Australia’s demographic make-up is changing rapidly. AAP Image/Dean Lewins

One of the sharpest divides in attitudes to Australia Day celebrations is between those who think of Australia as a nation of migrants and those who regard Australians as a unique people and culture.

For those who see Australia as a nation of migrants, evidence of growth in the numbers and diversity of the overseas-born is a cause for celebration. They can claim Australia is becoming an even more exciting multicultural mix. On the other hand, those who think of the Australian identity as a unique outcome of generations of settlers’ encounters with the land are likely to see migration as a challenge.

The latter group are typically proud of the egalitarian value set, down-to-earth lifestyle and sense of place that they believe is the outcome of this experience. For them, the challenge is to use Australia Day to articulate this heritage, in the hope of persuading migrants to embrace it as their own.

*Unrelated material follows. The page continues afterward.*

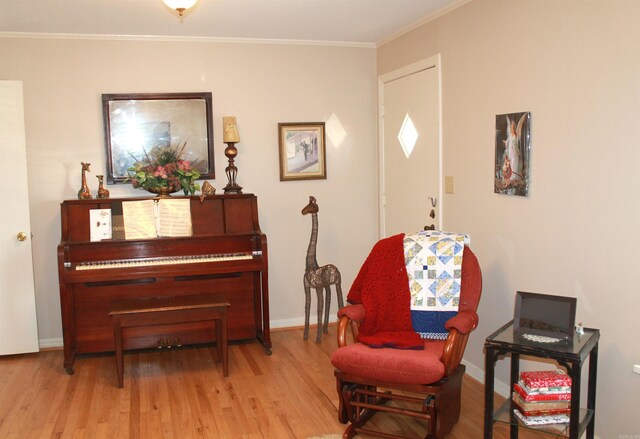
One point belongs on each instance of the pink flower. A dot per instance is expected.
(184, 165)
(160, 172)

The changing face of Australia

Australia’s population has grown rapidly from migration over the past decade. This partly reflects the economic buoyancy triggered by the resources boom and the decisions of successive Australian governments to encourage employers to source their permanent and temporary worker needs from migrants. It has also been driven by the influx of overseas students, almost all coming from Asia. They have been responsible for around a third of the growth in net overseas migration during the past decade.

The result, according to the Australian Bureau of Statistics (ABS) estimates, is that the share of Australia’s population born overseas has grown from 23% in 2000 to 26.8% in 2010. Australia is the developed-world champion in this regard, with our nearest rivals being Canada with 21.3% of its population overseas-born in 2010, Sweden with 14.1% and the USA with 13.5%.

In terms of diversity, the outcome is even more striking. Again, according to the ABS, 58% of the migrants who arrived in Australia over the decade 2000 to 2010, who were still here in 2010, were born in Asia, North Africa and the Middle East. As a consequence, the share of Australia’s total population born in these regions as a percentage of Australia’s total population has grown from 6.7% in 2000 to 10.6% in 2010.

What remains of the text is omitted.